Dave: Sure. If opera involves using all media at your disposal to tell a story on multiple levels, than being able to spatialize sound and vary it’s quality is certainly a useful tool to the opera composer. Using multiple kinds of sound sources and varying the sound sources attached to certain sounds over time allows us to demonstrate relationships (narrative, musical, and metaphorical) on a new level, much as making decisions about, say, sets and costumes adds new levels of meaning. Radio’s funny because it’s really not very new technology. We are driving parts of it with Max/MSP but the idea isn’t for it to sound particularly high tech. Radio has an old, familiar sound, and I think we’re much more interested in applying that sort of thing to our music than something more novel.

About opera a bit more: There are also certainly levels on which the music without the radios would challenge ideas of opera, or contemporary opera, and to this end I don’t think our goal is to be particularly radical. I think it’s more significant that we’re writing the music that we as composer/musicians want to and know how to write. I think we’re responding much more to contemporary, often interdisciplinary opera much more than Monteverdi or Mozart or Verdi or Berg. This is something I’ve been thinking about a lot. Opera becomes a nice way to signify interdisciplinary bigness, and while I’m certainly interested in common practice opera, I think the idea is much more of an impetus to put pen to paper than having a dialogue with any particular past models. I can’t think of conversations we’ve had about how what we’re doing interfaces with other work, I think we’re making the work we’re making with a confident feeling that it’s operatic (without really discussing what that means).
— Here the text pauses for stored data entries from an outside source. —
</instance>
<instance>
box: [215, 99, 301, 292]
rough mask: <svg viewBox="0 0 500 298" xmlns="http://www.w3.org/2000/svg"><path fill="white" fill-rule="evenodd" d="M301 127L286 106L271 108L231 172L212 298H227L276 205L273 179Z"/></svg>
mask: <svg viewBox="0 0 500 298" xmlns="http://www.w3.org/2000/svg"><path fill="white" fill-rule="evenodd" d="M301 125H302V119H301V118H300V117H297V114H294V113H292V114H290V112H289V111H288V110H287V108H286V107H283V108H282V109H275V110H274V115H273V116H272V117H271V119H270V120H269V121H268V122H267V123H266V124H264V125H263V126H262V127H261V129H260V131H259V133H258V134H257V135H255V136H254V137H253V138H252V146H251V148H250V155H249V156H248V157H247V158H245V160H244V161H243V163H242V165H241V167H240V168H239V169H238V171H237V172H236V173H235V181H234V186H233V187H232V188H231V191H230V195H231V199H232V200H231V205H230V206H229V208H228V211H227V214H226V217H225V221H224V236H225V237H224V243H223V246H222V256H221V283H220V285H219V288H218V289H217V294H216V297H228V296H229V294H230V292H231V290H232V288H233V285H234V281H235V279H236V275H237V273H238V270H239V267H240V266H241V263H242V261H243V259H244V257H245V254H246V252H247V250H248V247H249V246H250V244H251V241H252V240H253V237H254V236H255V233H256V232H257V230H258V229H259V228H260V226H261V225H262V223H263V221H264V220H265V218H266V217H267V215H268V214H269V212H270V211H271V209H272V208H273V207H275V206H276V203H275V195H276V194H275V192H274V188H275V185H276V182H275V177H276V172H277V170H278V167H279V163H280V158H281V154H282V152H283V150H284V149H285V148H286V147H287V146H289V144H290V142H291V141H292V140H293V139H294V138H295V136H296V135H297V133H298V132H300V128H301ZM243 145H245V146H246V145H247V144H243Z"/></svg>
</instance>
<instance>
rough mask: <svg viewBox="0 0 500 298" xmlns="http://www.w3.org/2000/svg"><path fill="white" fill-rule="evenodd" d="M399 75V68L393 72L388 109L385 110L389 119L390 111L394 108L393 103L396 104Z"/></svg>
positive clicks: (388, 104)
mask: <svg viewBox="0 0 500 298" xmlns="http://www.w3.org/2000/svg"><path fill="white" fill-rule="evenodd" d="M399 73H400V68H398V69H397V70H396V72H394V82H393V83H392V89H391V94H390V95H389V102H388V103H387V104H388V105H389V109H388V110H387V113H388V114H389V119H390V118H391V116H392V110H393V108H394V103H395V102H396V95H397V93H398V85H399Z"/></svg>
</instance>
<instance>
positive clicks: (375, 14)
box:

Compose first & categorize later I suppose.

Can you tell us more about audience/stage interaction in To Scale?

Dave: Aliza & I play together in a duo called Why Lie? We both have radio work in our backgrounds, and Aliza (Aliza Simons, Ed.) suggested in 2011 that we create some sort of larger performance piece that involves radios. I asked if Lynn (Lynn Levy, Ed.), who’s a radio producer & a great writer, could also be involved, and Aliza was excited about that. We had some very vague conversations over Malaysian soup about what sorts of things we’d be interested in, and then I was offered a performance or installation spot in a project called “Inside Lives” by a wonderful man named Adam Weinert. We created an installation with a few small transmitters in a stairwell that gave you varying bits of sound & narrative as you went up & down the stairs. It was a pretty successful (and pretty quickly assembled!) piece, but we were always thinking about doing something that focused more on a live performance. Experiments in Opera seemed like a great opportunity to mix transmitting live sounds, storytelling, and music.

Part of the idea of the radios is to make sounds that are intimate, in opposition to sounds that are, well, unilateral, non-conversational, direct, authoritative. To have an audience member know that s/he is hearing things slightly differently than everyone else around. We’re very much interested in the idea that people get to be transmitters & receivers simultaneously, and while this piece doesn’t make that metaphor super apparent in its current stage, there is a degree to which the various levels of action on the stage are brought to audience members in more personal ways.

Lynn: We’re experimenting with these little radio transmitters in To Scale. Each transmitter is about the size of a paperback novel and has a range of maybe 50 feet. We’ll be distributing radios in the audience, and broadcasting parts of the opera over those radios. It’s a very cool experience—to be sitting in a traditional theater space, but to be receiving sound in a way that you normally associate with personal, private spaces. And because we’ll be transmitting different signals to different radios, each audience member will hear the piece a little bit differently.

Talking about experiments: Holo-pac, genius or aberration?

Aaron: not so bad. It’s funny that the technology they used to make that happen has been around for a while. I think it’s called Pepper’s ghost and it is a pretty nifty gag. There is an opera company in London called Opera Erratica that is using similar technology on a show of theirs. I applaud the efforts of Dr. Dre’s production team that made this happen.